Foi um momento engraçado. Quero dizer, tão engraçado quanto dá para ser esse tipo de situação. Eu tinha visto uns clipes sobre o Michael Jackson enquanto andava no shopping, mas era dentro de uma loja e eu não entraria lá para tão somente ver sobre o que falava (mesmo porque, não sou/era fã dele). Então, eventualmente, cheguei em casa. Fui recepcionado pela minha gata. E quando eu ia em direção ao banheiro, fui interrompido pela minha irmã.
- Sabe quem morreu?
Odeio jogos de adivinhação, então...
- Não.
- Michael Jackson.
Minha primeira reação foi “oh”. Minha segunda reação foi “ah”. Minha terceira, “aah”. Seguida de “er”. Depois, “hmm”. Então, “bom...”. E...
- Ele não ia... Fazer alguma coisa? Tipo um álbum?

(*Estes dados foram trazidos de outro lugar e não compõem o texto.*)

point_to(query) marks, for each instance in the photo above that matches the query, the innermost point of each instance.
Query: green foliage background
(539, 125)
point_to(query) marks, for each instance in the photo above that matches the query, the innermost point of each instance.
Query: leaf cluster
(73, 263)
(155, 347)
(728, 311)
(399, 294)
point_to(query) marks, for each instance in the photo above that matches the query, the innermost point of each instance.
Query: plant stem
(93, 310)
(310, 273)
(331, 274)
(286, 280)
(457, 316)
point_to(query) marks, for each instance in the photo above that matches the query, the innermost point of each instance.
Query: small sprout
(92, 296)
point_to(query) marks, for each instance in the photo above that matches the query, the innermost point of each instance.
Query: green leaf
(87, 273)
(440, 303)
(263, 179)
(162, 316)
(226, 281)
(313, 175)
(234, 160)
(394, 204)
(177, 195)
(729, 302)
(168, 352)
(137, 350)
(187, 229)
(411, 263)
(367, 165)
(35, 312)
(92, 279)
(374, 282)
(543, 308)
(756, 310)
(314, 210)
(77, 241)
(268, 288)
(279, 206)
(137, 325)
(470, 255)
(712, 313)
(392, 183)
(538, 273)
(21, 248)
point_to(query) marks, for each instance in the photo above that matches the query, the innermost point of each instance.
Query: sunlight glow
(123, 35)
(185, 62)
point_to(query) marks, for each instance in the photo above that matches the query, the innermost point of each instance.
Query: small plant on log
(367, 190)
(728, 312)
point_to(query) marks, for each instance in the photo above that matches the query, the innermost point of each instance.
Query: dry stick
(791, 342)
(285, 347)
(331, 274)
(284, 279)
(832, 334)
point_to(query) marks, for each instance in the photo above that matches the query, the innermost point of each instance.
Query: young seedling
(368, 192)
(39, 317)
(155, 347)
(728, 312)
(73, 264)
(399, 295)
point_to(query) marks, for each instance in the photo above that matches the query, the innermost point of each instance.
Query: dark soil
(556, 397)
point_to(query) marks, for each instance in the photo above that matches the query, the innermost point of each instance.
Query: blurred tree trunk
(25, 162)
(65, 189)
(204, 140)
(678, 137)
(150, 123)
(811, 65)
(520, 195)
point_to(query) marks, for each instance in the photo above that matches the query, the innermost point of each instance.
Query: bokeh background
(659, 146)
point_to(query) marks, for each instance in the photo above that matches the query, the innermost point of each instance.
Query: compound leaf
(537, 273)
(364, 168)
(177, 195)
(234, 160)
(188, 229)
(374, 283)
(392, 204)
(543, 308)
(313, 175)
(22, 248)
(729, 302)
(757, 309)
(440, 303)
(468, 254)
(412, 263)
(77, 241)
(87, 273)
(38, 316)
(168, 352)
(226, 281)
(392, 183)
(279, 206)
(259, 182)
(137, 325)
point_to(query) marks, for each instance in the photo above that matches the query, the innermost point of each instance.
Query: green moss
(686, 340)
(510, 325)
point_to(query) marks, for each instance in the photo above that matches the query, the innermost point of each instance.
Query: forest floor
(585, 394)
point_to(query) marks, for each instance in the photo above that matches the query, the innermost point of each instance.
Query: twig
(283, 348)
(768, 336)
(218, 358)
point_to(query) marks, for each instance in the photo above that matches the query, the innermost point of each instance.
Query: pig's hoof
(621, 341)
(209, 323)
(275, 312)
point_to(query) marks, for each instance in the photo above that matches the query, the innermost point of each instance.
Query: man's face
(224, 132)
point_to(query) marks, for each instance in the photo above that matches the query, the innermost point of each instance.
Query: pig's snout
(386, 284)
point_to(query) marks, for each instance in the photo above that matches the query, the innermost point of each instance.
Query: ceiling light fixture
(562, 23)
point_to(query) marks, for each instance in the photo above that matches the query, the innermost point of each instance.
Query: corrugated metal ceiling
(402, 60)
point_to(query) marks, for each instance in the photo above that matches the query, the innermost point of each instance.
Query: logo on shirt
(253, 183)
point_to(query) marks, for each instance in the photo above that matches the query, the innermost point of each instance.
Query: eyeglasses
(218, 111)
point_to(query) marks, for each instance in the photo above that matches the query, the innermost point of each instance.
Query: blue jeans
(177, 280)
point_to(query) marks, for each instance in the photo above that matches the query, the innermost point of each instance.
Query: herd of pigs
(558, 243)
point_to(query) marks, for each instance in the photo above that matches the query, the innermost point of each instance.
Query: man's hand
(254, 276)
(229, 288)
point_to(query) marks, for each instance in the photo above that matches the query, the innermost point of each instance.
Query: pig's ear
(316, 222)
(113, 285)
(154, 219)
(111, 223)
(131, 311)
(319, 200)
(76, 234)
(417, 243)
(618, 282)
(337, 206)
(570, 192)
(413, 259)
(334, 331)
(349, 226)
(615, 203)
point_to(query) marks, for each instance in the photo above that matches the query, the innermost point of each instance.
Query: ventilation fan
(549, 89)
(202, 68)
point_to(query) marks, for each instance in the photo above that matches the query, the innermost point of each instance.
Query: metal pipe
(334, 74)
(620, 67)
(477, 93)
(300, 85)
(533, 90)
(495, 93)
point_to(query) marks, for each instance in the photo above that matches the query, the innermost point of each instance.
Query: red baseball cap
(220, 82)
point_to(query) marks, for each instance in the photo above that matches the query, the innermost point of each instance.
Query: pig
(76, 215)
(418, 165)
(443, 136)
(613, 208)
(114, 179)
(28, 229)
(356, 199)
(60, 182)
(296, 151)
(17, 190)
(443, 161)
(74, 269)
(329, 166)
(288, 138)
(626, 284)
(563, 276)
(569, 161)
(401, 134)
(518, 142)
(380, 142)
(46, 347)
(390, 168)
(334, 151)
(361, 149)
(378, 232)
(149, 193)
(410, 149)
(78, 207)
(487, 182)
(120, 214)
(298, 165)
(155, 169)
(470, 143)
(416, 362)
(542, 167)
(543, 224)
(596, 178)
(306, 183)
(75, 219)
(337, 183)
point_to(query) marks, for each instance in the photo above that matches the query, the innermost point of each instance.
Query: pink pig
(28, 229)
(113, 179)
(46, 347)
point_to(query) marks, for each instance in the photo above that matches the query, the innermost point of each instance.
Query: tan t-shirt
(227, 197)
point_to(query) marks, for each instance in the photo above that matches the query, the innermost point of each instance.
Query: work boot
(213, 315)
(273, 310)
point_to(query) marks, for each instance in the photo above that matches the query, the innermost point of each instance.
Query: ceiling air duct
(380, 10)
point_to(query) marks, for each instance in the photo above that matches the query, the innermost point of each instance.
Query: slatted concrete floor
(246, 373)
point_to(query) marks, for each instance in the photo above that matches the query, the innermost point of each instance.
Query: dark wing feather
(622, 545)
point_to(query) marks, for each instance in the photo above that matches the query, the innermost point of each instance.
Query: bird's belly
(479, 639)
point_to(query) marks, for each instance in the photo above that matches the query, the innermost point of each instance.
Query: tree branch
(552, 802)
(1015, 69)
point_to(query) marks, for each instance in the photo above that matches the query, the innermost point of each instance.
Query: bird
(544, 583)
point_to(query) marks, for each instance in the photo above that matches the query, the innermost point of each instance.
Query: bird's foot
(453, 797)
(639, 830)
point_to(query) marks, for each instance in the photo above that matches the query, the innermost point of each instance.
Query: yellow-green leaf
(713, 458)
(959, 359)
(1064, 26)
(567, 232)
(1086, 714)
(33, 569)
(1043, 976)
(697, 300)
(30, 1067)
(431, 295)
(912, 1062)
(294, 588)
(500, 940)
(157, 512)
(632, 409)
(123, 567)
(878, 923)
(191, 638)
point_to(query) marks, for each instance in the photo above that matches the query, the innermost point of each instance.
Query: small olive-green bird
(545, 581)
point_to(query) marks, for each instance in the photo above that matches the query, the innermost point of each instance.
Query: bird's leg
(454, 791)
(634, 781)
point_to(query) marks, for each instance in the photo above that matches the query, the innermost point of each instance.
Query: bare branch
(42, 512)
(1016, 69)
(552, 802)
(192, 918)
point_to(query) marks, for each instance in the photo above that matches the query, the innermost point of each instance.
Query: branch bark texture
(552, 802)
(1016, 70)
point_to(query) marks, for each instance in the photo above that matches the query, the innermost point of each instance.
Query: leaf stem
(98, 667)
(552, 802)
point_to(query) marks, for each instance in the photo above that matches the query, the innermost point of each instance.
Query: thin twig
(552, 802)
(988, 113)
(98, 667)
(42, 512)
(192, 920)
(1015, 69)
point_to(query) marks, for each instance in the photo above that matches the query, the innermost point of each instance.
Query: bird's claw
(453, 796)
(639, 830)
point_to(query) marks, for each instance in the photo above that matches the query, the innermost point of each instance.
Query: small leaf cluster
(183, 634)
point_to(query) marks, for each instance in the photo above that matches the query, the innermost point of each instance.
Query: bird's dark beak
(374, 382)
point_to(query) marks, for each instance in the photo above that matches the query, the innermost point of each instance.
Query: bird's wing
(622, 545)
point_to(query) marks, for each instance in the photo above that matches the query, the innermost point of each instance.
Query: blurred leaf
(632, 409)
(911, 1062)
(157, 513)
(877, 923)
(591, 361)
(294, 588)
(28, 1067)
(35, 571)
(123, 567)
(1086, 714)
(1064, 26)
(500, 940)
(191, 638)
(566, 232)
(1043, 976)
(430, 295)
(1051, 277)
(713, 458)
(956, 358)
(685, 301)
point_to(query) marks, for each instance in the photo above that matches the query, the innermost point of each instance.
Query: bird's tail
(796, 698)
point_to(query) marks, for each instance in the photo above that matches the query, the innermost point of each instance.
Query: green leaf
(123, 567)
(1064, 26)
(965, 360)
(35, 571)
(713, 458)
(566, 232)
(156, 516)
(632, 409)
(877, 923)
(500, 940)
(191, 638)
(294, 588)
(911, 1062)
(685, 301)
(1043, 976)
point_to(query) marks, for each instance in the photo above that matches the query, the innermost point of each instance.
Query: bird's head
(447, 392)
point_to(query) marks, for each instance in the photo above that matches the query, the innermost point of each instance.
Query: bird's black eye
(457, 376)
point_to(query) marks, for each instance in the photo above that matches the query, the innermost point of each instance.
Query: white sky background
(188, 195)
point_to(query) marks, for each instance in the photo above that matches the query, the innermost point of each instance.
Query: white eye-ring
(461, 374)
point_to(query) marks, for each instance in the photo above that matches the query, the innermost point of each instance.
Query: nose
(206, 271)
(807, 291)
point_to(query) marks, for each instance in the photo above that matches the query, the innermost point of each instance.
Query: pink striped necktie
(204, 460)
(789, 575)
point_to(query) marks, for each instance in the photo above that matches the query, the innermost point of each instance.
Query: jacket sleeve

- É! Ele ia sair em turnê.
Foi aquele momento mágico onde o tempo se desdobra e você pensa com mais clareza. Então, pensei nas palavras mais profundas e sábias que eu poderia dizer naquele momento:
- Que droga ser ele.
Ok, tinha sido um mau dia, dá um desconto.
É muito esquisito. Eu só lembrava que ele existia porque ele era citado numa música do Leo Imai (é em japonês, não sei o que ele fala, só entendo quando ele diz "Michael Jackson", o que sempre me fazia rir).
Quero dizer, quem imaginou que ele morreria? Lógico, TODOS morrerm no fim das contas, mas... Quem se daria ao trabalho de fazer um “scenario case” com a morte dele? (Além da família dele, claro) “Hm, caso o Michael Jackson morra, podemos...” ou “Affz, se o Mike morresse, não daria para...”. Bom, talvez as pessoas que tem o álbum Dangerous assinado por ele. “To Zé Ninguém, with Love, Michael Jackson”. Eles agora podem vender esses entulhos por milhares de dólares no eBay!!!
São os pequenos grandes detalhes da vida que nunca levamos a sério. Sempre achamos que eles estarão lá, porque... Eles estavam lá o tempo inteiro, droga! Nunca imaginamos que o Michael morreria. Nunca imaginamos que os Estados Unidos venceria a Espanha num jogo de futebol. Nunca imaginamos que Farrah Fawcet... Na verdade, nem lembrava que ela existia até outro dia, quando anunciaram o casamento dela... De qualquer forma...
(Será que a Madonna vai morrer também?)
Comecei a imaginar as coisas que consideramos irrelevantes demais para levarmos em consideração. E imaginei o dia que o Lemmy Kilmister do Motörhead morrer. Primeiro lugar, que só saberei disso meses depois (afinal, o Jornal Nacional não vai noticiar isso no horário nobre). Depois... Minha provável primeira reação seria... “oh”. Minha segunda reação foi “ah”. Minha terceira, “aah”. Seguida de “er”. Depois, “hmm”. Então, “bom...”. E...
- Ainda bem que eu fui em todos os últimos shows dele...
P.S.: No dia que o Lemmy morrer, provavelmente só a Kiss vai noticiar... Se alguém, por acaso, estiver ouvindo quando isso acontecer, me dá um toque, ok?